安倍政権はこれまで「価値の外交」を掲げて自由・民主主義・人権の尊重・法の支配といった普遍的な価値を共有することを重視してきた。就任直後に発表した「対ASEAN外交五原則」では普遍的価値の定着と拡大が第一の原則に据えられ、本年5月のアジア安全保障会議での演説でも「法の支配」を何度も強調しながら、海洋安全保障の秩序構築の重要性を訴えた。
しかし「価値の外交」をめぐる潮流に、最近大きな変化が生じていることも見逃すことはできない。ロシア、タイ、北朝鮮という3つの国を例にとってみたい。ロシアは昨年3月にクリミア半島を併合し、現在も東ウクライナ問題をめぐって主要国と対立を深めている。そのロシアに対し、日本政府は慎重に関与政策を継続し、本年にもプーチン大統領の訪日の機会を探っている。昨年5月にクーデターを経て軍事政権を発足させたタイに対し、欧米諸国が厳しい対応をとるなかで、日本は旧西側諸国として最初にプラユット首相との首脳会談を実施し、早期の訪日を招請した。また北朝鮮は金正恩体制下で孤立を深めていたが、日朝政府間協議を断続的に開催し、北朝鮮側に拉致問題に関する特別調査委員会を組織させた。
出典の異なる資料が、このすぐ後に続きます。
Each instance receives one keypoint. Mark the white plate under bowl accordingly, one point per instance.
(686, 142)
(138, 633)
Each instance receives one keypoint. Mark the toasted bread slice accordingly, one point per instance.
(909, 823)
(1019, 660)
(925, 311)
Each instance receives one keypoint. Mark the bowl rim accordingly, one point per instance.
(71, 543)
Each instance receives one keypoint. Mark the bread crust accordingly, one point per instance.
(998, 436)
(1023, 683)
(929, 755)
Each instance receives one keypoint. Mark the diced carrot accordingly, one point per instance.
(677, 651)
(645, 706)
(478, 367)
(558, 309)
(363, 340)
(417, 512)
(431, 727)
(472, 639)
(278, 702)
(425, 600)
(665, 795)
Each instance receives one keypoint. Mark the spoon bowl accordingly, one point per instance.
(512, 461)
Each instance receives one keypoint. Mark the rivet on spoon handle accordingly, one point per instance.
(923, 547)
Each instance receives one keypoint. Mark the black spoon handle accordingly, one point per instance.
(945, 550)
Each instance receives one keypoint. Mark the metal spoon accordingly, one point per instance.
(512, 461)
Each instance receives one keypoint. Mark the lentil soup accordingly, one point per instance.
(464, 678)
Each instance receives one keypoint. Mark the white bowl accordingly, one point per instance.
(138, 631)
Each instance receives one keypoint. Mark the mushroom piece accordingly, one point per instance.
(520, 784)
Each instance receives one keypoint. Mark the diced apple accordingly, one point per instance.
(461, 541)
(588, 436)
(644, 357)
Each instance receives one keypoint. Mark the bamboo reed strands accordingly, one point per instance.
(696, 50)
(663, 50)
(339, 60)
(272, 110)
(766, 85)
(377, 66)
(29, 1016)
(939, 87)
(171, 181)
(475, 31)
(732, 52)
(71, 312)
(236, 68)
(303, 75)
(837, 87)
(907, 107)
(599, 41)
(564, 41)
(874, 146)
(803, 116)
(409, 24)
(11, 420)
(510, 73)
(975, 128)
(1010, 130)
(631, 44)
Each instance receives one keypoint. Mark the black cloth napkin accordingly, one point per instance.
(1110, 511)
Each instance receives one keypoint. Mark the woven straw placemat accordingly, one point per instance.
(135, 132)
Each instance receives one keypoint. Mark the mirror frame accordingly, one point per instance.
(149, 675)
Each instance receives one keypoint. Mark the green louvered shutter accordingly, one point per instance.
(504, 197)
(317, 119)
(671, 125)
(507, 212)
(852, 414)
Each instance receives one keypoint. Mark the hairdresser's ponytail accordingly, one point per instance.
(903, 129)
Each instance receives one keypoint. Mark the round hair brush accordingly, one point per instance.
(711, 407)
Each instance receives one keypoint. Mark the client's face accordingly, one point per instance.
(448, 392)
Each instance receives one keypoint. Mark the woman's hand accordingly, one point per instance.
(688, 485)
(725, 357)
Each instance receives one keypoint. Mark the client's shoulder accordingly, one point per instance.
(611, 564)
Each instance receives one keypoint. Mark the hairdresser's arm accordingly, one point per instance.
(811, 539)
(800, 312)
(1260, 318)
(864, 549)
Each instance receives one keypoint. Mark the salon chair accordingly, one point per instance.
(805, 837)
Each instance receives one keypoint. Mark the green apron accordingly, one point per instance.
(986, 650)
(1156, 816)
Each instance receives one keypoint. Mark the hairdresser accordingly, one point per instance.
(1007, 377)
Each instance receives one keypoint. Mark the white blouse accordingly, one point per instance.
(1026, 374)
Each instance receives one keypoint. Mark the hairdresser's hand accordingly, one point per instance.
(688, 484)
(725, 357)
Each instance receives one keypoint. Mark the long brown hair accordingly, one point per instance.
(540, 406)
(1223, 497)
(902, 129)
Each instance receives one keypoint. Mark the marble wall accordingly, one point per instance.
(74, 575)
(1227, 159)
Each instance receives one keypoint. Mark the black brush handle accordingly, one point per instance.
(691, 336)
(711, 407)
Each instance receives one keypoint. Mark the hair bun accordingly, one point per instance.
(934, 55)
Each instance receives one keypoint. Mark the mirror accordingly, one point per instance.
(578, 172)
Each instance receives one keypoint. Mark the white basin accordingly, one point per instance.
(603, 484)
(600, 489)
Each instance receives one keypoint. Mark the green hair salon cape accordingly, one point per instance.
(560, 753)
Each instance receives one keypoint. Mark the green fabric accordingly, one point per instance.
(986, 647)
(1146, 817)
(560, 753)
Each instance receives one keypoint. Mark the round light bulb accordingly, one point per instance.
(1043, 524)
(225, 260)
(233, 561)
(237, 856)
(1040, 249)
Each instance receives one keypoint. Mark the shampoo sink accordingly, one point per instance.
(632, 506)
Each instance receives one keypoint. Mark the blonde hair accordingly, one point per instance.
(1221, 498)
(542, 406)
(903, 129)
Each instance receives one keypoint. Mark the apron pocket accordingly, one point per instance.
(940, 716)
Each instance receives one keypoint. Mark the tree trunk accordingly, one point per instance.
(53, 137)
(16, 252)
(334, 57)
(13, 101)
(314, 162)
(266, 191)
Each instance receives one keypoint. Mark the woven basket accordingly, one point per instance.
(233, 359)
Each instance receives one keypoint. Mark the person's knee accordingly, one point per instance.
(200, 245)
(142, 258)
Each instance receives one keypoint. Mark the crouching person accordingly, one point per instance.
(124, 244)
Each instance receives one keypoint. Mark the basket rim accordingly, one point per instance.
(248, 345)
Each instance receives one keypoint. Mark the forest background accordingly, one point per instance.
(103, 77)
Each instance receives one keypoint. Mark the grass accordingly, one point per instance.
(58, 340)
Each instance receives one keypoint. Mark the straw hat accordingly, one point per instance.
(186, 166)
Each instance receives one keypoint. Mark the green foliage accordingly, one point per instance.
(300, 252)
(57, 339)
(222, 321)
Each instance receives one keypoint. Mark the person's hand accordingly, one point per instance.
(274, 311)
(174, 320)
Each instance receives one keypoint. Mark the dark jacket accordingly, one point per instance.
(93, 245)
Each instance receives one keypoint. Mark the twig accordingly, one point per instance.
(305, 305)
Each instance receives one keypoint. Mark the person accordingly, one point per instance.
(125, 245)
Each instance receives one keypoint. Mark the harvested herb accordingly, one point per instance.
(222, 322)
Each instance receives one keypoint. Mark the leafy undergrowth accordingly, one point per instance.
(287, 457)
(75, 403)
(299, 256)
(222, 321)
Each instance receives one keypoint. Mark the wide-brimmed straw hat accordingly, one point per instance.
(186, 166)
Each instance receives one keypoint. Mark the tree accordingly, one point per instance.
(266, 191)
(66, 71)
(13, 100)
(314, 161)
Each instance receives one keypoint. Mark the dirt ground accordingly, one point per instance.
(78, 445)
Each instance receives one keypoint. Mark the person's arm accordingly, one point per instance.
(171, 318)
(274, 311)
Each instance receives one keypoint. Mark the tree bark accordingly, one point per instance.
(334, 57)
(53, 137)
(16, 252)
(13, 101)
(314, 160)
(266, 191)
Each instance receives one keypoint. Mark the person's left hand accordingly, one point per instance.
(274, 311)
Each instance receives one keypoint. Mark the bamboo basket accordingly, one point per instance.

こうした動向を踏まえ、安倍政権が当初の「価値の外交」の看板を下ろし、民主主義や法の支配を逸脱した国々に対しても、なりふり構わぬ実用主義的外交へと転換した、と捉えることもできるかもしれない。しかし、クーデターによる体制変換や、力による秩序変更をもたらした国との外交関係を一律に遮断するような紋切り型の価値外交は、かえって対象国が孤立を深め対抗を企てる「自己実現的予言」を招きかねない。これらの国々に厳しく外交の「入口」を閉ざすことも時には必要とされるであろう。しかし、こうした国々に粘り強く関与しつつ、長い目で法の支配と民主化への「出口」へと導く外交にも力点が置かれなければならない。だからこそ、ロシアにはウクライナでの停戦合意の完全履行を促し、タイには早期の民政復帰を支援し、北朝鮮には日朝協議を通じて朝鮮半島の核・ミサイル問題についてもリンクさせているのである。このような「出口」の価値を明確にし、そこに伴走し導いていく外交こそが、日本が推進すべき「価値の外交」の姿であってほしい。